Phenolic acids (PAs) were separated and identified by an analytical high performance liquid chromatography (HPLC) system (Agilent 1100 series, Agilent, Milan, Italy) equipped with a diode array detector (DAD; Agilent Technologies, Milan, Italy). The separation was carried out on a Zorbax SB C18 column (Agilent, 4.6 × 250 mm; 5 μm particle size, set at 30 °C), according to Carbone and Mencarelli (2015). Separated PAs were identified at 280 nm (benzoic acids) and 320 nm (hydroxycinnamic acids), by their retention times, spectral data as compared to individual standards and by the method of standard addition to the samples. Besides, UV-Vis spectra were recorded over the range 200–700 nm. The injection volume was 20 μL and samples were membrane-filtered (Millipore PTFE 0.45 μm, Milan, Italy) before HPLC analysis. Analytical data were evaluated using a software-management system of chromatographic data (Chemstation 32.1, Agilent Technologies). 10-point calibration curves based on external standard solutions (0–100 ppm) were obtained for quantification.

3.8. HPLC-DAD Method Validation

The proposed HPLC method for phenolic acid analysis in wines was validated in terms of selectivity, peak purity, precision (intra- and inter-day), linearity, limits of detection (LOD) and quantification (LOQ).

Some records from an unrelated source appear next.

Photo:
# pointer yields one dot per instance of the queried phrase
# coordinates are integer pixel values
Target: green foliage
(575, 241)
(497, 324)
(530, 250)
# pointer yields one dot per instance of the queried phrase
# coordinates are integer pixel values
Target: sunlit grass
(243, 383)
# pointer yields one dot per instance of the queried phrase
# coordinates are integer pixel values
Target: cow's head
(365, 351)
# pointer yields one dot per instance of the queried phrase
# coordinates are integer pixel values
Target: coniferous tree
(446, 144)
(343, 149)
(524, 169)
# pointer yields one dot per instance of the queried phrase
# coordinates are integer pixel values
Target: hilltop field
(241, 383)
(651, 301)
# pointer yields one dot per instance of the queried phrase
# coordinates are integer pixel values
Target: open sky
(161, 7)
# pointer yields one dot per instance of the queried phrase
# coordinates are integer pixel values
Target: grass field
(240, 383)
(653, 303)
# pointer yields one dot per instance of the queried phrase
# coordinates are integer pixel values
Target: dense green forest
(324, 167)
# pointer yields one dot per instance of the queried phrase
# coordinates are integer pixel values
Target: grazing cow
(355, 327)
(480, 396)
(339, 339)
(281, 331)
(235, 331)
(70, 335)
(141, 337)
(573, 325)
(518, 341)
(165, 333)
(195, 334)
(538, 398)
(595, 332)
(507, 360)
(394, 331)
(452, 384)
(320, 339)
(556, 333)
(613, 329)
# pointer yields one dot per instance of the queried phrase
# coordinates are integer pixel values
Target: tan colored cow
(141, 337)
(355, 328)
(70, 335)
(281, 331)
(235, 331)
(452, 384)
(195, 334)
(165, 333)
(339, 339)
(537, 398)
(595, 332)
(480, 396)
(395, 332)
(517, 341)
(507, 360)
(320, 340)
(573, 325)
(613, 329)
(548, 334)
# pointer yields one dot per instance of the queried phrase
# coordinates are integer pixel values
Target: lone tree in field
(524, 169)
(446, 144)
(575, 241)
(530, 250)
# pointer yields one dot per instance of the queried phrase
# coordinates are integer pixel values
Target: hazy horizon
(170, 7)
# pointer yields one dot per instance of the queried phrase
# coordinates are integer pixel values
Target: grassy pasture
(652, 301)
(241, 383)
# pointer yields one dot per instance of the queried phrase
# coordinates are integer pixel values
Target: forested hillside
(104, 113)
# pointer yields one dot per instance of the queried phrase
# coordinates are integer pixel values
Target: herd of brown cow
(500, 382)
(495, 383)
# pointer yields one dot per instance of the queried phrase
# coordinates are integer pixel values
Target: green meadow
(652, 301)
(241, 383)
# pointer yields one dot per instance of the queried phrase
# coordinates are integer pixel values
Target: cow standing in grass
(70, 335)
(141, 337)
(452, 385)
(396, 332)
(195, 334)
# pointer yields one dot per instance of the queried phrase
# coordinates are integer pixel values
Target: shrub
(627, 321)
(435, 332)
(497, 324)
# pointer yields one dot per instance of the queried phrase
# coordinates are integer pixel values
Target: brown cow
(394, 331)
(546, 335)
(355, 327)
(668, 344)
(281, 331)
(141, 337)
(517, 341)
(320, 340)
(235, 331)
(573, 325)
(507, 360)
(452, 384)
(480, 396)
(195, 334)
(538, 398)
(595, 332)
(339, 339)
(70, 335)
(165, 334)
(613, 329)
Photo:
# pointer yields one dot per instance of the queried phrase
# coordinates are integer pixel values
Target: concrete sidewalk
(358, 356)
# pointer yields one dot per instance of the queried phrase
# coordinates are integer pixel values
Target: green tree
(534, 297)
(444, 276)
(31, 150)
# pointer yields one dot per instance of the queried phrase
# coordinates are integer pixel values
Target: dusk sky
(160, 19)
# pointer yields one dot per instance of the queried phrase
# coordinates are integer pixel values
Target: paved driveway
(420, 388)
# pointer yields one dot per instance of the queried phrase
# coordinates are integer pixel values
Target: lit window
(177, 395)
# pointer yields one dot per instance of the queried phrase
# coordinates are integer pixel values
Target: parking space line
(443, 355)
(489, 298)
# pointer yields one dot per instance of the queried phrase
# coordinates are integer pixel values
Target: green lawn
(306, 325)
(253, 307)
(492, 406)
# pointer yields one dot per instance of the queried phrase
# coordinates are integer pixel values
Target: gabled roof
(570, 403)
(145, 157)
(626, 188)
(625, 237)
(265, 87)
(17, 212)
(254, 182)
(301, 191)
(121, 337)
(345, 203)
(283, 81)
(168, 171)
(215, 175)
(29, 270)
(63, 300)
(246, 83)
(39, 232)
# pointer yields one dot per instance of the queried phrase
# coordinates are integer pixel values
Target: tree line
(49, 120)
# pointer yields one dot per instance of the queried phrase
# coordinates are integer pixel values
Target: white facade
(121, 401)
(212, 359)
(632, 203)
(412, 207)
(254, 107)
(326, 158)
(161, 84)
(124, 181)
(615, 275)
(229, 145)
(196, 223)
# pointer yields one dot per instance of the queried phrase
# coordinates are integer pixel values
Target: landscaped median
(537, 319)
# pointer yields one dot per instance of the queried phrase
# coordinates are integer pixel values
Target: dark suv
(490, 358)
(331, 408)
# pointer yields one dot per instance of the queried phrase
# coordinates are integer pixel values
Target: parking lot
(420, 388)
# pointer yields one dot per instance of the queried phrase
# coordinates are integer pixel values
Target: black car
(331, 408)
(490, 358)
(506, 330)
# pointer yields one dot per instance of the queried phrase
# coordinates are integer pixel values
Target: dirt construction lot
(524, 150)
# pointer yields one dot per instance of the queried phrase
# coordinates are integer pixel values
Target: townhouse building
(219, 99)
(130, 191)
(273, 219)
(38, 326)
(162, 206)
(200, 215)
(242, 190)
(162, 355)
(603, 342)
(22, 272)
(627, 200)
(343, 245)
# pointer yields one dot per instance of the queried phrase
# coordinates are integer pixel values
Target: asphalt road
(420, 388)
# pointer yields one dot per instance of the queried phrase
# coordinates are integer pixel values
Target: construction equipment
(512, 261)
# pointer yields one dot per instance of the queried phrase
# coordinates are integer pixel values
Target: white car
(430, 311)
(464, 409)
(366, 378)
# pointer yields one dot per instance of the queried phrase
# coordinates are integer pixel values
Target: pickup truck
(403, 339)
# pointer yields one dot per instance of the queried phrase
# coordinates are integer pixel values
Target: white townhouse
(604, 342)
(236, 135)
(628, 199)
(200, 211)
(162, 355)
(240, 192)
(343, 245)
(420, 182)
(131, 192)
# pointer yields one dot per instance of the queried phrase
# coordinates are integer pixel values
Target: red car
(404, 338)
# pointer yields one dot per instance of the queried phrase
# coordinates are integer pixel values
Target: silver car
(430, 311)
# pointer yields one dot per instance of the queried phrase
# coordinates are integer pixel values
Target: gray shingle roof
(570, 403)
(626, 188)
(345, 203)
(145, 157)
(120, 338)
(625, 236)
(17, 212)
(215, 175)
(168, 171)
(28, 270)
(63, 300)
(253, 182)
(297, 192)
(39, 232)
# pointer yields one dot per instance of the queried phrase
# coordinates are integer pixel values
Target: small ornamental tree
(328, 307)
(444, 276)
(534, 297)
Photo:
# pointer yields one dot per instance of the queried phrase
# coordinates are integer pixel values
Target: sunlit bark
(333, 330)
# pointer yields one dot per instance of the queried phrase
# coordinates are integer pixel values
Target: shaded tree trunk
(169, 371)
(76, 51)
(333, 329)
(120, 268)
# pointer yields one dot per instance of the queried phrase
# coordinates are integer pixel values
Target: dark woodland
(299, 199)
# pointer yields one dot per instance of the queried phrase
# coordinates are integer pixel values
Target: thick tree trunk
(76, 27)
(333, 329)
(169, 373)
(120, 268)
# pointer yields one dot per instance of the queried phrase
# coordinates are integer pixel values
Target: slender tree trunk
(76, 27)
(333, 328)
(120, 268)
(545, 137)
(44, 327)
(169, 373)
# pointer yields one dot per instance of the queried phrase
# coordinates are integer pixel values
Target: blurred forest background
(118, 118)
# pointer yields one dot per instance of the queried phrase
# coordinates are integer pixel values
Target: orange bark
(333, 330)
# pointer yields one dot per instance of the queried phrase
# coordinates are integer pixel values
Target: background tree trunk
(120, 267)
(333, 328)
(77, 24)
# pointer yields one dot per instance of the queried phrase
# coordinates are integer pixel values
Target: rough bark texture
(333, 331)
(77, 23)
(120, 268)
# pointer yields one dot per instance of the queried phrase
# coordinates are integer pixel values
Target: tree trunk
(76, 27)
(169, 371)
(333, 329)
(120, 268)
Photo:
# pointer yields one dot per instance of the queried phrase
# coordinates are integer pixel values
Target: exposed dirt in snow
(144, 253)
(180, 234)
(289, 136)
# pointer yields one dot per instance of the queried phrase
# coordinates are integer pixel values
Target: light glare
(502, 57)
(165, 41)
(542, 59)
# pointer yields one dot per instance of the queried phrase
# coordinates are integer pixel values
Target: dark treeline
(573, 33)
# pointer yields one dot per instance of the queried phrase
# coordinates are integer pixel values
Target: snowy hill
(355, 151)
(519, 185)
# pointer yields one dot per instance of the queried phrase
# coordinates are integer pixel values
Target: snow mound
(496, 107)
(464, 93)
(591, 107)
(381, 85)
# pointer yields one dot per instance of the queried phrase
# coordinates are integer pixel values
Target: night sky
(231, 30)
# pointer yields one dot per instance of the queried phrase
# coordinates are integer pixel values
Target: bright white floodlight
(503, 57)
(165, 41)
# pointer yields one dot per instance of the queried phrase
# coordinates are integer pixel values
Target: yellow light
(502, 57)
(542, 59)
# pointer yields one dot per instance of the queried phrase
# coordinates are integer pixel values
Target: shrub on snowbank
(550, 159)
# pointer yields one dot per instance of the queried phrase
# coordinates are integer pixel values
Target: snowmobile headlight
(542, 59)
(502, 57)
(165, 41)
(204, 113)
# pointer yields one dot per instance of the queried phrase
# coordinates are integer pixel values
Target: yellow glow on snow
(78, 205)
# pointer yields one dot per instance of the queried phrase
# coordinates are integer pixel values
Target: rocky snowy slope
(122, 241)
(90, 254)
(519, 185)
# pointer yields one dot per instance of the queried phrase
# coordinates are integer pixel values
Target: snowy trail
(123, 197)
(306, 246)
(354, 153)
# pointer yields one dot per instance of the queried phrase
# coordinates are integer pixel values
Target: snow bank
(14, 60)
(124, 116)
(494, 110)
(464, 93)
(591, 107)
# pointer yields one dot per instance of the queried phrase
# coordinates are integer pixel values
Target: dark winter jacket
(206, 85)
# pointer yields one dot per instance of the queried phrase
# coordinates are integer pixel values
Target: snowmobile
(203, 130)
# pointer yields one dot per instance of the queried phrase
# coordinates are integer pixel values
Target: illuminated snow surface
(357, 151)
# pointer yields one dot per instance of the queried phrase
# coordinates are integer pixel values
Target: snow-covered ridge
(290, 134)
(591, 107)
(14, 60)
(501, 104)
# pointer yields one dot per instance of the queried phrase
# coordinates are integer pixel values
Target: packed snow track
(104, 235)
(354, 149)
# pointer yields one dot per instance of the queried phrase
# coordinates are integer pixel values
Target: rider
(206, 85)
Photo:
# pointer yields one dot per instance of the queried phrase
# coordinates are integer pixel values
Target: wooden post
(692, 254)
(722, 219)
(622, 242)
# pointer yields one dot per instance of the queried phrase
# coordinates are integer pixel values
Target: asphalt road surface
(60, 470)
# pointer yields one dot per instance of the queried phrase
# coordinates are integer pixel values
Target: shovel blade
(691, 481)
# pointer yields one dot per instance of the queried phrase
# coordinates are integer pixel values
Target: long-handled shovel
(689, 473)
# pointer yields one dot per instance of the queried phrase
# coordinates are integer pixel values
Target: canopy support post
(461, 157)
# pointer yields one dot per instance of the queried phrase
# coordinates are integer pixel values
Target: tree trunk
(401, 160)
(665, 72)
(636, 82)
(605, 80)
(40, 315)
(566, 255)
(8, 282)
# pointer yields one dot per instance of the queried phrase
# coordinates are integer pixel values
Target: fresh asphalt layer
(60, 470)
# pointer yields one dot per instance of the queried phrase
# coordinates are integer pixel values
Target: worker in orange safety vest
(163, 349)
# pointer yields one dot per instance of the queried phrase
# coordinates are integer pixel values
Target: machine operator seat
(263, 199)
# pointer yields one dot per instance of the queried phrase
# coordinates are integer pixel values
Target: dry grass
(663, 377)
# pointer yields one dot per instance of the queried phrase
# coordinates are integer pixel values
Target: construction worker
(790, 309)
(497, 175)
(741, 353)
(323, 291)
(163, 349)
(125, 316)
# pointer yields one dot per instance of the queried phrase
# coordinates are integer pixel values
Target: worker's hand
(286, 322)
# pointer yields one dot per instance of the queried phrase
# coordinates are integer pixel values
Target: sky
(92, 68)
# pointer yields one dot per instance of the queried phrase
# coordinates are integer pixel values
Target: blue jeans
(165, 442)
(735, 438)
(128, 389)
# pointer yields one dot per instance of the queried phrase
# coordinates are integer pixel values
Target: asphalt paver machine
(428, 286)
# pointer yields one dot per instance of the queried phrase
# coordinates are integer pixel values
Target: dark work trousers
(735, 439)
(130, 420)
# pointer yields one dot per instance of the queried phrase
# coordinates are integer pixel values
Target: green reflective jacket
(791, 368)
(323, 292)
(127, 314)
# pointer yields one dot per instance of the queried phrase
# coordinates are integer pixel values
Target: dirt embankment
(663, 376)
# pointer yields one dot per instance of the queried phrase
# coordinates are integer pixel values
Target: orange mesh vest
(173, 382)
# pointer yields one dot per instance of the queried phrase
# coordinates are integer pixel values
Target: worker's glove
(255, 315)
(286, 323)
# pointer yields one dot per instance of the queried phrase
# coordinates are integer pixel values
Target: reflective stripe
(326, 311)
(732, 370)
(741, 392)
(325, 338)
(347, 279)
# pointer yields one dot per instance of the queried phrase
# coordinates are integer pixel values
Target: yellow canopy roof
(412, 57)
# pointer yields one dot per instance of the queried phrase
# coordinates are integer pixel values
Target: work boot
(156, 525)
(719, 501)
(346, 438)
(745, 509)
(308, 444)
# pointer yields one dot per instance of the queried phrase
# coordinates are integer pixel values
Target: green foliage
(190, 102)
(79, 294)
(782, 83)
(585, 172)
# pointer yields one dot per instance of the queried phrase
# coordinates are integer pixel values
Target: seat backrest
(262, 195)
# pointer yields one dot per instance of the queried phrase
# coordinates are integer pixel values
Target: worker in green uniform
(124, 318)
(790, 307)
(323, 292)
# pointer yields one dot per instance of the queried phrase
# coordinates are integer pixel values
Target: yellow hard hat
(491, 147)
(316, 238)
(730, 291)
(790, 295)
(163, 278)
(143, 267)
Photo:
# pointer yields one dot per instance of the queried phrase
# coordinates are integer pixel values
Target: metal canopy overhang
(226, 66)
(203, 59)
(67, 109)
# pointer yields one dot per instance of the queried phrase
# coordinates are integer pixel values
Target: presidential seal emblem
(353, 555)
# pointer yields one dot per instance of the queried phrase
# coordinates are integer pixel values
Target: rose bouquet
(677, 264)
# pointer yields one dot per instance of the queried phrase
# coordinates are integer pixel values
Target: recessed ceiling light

Precision, both intra- and inter-day, was expressed by the coefficient of variation (CV%) of the dataset obtained. The mean peak area and retention time (t_R) values for each compound were also determined. LOD and LOQ were calculated by the standard deviation (σ) of the y-intercepts of the regression lines and the slope (S), using the following equations:

LOD = 3.3 σ/S

(1)

LOQ = 10 σ/S

(2)

3.9. Statistical Analysis

Statistical analysis was performed with SPSS 17.0 software (SPSS, Inc., Chicago, IL, USA). All measurements were performed at least in triplicate and data were reported as mean ± standard error of the mean (SE). A one-way analysis of variance (ANOVA) was performed on collected data. Bonferroni’s post-hoc test and Pearson’s correlation coefficient (ρ) were used to determine differences between means (p < 0.05) and variable correlations (p < 0.01).

4. Conclusions

For the first time, in the present study we reported some sensorial (e.g., colour characteristics) and nutraceutical features of 100% Passerina del Frusinate white wine. Results highlight the good antiradical and poliphenolic potential of this wine, which is similar to that found in rosè wines. The present findings also indicate that the use of prolonged skin contact has a great impact on both the colour and the overall nutraceutical properties of wines. Extended maceration up to 24 h produces wine browning, with a strong reduction of the CIELab coordinates. Moreover, the maceration length also appears as a critical parameter for the nutraceutical and antiradical potential of wines, having a great impact on phenolic acids, mainly vanillic and caffeic ones. Prolonged skin contact up to 24 h strongly reduces the content of these acids, the concentrations of which are halved.

Finally, the research findings indicate that the vinification process may benefit from maceration with extended skin contact up to 18 h, which has the potential to increase the content of the compounds that are important for wine production and quality, such as phenolic acids.